Regeneración N° 27, 23 febrero 1901

MAL JUEZ

Lamentan los vecinos de Hermosillo, que sea Juez de 1ª Instancia de ese Distrito el Lic. Germán Velasco, tristemente célebre ya por sus arbitrarios procedimientos, por sus persecuciones a periodistas y por haber declarado en una sentencia, que la imprenta es un instrumento de delito de uso prohibido, atrevimiento que ningún Juez ha tenido.
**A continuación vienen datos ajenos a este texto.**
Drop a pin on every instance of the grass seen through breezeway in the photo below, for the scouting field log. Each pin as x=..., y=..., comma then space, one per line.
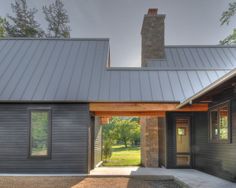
x=122, y=156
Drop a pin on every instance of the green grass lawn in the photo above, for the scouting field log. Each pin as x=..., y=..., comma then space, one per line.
x=122, y=156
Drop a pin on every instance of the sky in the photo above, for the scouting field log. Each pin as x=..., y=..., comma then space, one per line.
x=188, y=22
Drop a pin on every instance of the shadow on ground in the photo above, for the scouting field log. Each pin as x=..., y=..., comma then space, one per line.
x=88, y=182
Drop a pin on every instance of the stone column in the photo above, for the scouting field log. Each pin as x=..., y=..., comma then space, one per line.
x=149, y=142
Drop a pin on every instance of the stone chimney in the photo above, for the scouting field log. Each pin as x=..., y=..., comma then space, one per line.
x=153, y=37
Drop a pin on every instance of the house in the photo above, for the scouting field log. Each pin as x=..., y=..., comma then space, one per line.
x=53, y=93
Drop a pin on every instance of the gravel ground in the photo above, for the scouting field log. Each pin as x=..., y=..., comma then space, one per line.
x=84, y=182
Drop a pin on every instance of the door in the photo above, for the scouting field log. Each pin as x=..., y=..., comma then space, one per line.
x=183, y=144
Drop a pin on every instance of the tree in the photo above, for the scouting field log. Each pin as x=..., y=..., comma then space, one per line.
x=58, y=20
x=126, y=131
x=2, y=29
x=107, y=150
x=225, y=20
x=23, y=23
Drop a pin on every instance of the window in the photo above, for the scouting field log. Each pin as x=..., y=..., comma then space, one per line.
x=40, y=133
x=219, y=124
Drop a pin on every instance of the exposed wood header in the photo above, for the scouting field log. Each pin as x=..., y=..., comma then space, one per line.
x=142, y=109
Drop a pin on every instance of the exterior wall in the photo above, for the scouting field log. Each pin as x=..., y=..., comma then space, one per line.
x=97, y=141
x=215, y=158
x=218, y=159
x=149, y=142
x=162, y=141
x=69, y=139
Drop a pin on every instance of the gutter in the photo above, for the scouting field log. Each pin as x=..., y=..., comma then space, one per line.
x=216, y=83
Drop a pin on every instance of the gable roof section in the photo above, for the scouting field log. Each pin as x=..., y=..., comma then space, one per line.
x=209, y=88
x=69, y=70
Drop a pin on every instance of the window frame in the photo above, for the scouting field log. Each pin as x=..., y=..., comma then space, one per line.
x=217, y=108
x=49, y=140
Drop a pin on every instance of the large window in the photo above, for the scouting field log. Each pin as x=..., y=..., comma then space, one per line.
x=40, y=133
x=219, y=124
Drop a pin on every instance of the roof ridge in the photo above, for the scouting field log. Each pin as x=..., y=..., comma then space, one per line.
x=65, y=39
x=200, y=46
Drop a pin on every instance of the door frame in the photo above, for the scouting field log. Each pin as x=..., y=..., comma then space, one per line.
x=189, y=117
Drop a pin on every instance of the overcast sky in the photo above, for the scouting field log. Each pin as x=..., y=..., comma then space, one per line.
x=188, y=22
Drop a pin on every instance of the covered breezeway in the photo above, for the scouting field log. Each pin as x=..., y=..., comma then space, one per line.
x=153, y=127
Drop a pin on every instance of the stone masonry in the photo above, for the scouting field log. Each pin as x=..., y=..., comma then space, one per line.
x=153, y=37
x=149, y=142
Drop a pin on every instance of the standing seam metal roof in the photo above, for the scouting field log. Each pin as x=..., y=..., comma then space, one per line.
x=69, y=70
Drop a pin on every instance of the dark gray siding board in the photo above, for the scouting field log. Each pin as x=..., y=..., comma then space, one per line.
x=214, y=158
x=97, y=142
x=69, y=152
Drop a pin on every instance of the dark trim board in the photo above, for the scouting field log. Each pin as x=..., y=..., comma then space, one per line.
x=70, y=124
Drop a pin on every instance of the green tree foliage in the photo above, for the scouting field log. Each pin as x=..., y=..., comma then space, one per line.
x=126, y=131
x=2, y=29
x=225, y=20
x=58, y=20
x=107, y=150
x=23, y=23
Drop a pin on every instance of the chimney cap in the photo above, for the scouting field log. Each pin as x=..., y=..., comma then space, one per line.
x=152, y=11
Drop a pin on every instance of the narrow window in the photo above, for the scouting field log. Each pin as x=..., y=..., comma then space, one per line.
x=219, y=124
x=223, y=123
x=40, y=131
x=214, y=124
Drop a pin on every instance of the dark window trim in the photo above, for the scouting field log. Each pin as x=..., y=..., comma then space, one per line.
x=217, y=107
x=35, y=109
x=189, y=117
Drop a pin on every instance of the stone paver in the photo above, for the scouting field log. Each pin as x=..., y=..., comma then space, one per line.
x=191, y=177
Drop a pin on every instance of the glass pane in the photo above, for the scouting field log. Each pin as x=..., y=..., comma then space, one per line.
x=182, y=135
x=39, y=133
x=214, y=124
x=183, y=160
x=223, y=123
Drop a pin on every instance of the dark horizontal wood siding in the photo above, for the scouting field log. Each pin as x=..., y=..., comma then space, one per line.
x=215, y=158
x=69, y=152
x=97, y=141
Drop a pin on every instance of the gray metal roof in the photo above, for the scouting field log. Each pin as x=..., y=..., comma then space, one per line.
x=75, y=70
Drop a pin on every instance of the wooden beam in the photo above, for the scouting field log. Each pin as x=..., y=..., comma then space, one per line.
x=145, y=107
x=118, y=113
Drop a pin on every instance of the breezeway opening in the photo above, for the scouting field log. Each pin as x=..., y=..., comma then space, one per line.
x=121, y=141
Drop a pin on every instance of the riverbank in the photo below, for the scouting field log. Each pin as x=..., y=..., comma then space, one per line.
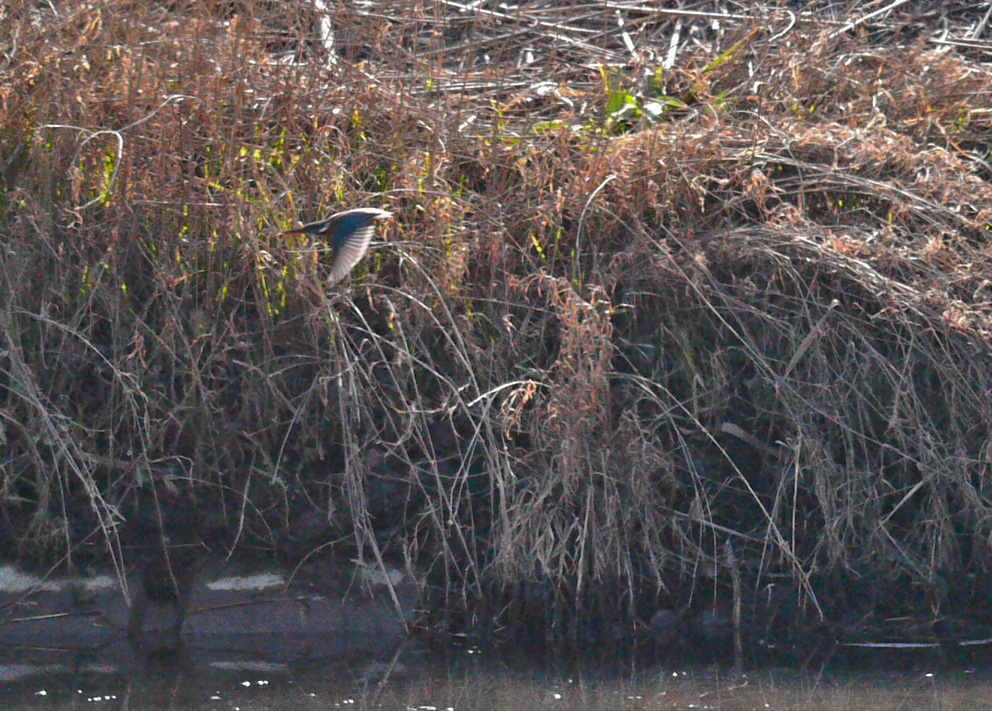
x=680, y=330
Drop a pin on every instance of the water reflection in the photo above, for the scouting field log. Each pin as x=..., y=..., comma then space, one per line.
x=412, y=682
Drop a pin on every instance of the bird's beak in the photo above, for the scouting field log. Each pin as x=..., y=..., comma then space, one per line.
x=297, y=231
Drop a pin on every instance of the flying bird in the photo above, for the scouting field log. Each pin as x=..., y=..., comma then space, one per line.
x=348, y=235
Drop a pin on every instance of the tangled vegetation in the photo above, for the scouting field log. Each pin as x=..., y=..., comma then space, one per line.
x=671, y=298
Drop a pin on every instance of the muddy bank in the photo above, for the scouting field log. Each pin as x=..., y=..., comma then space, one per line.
x=233, y=619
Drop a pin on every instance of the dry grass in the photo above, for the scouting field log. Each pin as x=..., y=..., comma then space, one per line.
x=651, y=286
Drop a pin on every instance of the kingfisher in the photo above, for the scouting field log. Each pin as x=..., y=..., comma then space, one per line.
x=348, y=235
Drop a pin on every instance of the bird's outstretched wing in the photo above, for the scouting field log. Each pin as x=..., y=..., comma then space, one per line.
x=350, y=252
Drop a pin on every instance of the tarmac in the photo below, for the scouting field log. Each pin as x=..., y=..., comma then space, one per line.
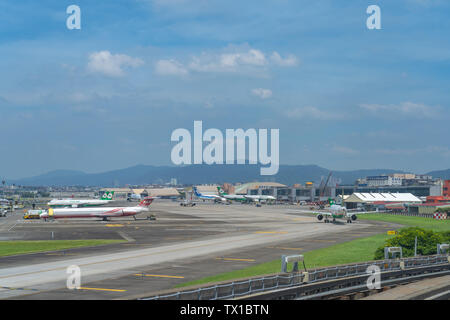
x=182, y=244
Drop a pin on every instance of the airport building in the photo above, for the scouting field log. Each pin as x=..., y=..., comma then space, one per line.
x=125, y=193
x=313, y=193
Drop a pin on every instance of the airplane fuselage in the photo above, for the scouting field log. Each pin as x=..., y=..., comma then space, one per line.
x=64, y=203
x=92, y=212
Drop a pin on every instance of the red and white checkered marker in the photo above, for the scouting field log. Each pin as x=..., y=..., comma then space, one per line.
x=439, y=216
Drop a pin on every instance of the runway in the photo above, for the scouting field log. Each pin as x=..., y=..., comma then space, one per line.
x=182, y=244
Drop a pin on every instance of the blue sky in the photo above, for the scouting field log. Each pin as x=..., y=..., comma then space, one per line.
x=109, y=95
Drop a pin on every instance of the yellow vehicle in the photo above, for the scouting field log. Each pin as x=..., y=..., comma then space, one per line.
x=33, y=214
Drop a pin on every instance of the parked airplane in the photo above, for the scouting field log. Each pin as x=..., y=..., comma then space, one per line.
x=336, y=212
x=232, y=197
x=106, y=198
x=259, y=198
x=134, y=196
x=212, y=197
x=100, y=212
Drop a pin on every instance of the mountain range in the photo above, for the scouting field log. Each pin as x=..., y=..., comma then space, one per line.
x=202, y=174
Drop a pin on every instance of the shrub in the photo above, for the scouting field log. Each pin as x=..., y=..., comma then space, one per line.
x=427, y=241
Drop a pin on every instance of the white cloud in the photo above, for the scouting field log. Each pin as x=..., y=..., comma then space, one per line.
x=311, y=112
x=262, y=93
x=238, y=59
x=289, y=61
x=111, y=64
x=227, y=62
x=406, y=108
x=170, y=67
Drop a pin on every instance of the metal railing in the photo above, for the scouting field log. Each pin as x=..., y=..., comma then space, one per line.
x=251, y=286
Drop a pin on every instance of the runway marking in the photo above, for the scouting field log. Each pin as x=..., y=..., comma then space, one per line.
x=11, y=288
x=236, y=259
x=313, y=240
x=158, y=276
x=102, y=289
x=284, y=248
x=120, y=259
x=271, y=232
x=126, y=237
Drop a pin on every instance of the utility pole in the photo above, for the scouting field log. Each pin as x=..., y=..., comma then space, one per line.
x=415, y=247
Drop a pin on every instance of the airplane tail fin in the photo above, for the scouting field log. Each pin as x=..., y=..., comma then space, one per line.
x=146, y=202
x=196, y=191
x=108, y=195
x=221, y=192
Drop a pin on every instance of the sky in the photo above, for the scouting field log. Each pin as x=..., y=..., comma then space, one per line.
x=109, y=95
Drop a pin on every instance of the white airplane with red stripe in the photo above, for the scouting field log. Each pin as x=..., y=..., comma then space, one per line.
x=100, y=212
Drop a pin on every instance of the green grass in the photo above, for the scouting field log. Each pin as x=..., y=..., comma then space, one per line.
x=8, y=248
x=343, y=253
x=426, y=223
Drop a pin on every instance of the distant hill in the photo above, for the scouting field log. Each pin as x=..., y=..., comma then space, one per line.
x=443, y=174
x=197, y=174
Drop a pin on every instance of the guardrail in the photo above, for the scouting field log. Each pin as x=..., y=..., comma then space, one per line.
x=251, y=286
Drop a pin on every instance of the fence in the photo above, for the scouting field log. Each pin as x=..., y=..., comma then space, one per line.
x=237, y=289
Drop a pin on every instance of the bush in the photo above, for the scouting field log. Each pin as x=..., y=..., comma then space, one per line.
x=427, y=241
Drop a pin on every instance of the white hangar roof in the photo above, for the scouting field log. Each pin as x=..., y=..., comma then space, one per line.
x=383, y=197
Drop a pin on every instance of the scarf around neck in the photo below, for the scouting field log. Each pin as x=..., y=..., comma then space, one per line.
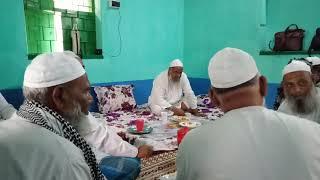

Dicho Juez procesó a Cosme Gómez por un supuesto robo de tercios de tabaco. A pesar de no existir datos suficientes en el proceso, decretó el Juez la prisión formal del acusado y continuó la averiguación, la que, para tomar seis declaraciones y practicar dos careos, inconducentes ambos, hizo dilatar tres meses con perjuicio de los intereses del procesado.

Pero no conforme con esa dilación, envió la causa al Juez 2º local para que continuase instruyendo el proceso, con lo que ha demostrado que desconoce las leyes vulgares de aplicación diaria, pues el asunto era de su competencia, no de la del Juez local, por tratarse de un robo efectuado por un dependiente.

Razón hay, pues, para que exista el disgusto del público. Jueces como el Lic. Velasco no prestan garantías de ningún género y son, por el contrario, una rémora al progreso, pues un pueblo sin justicia está sujeto a las vejaciones que impiden la seguridad en los intereses y a la incertidumbre de la libertad.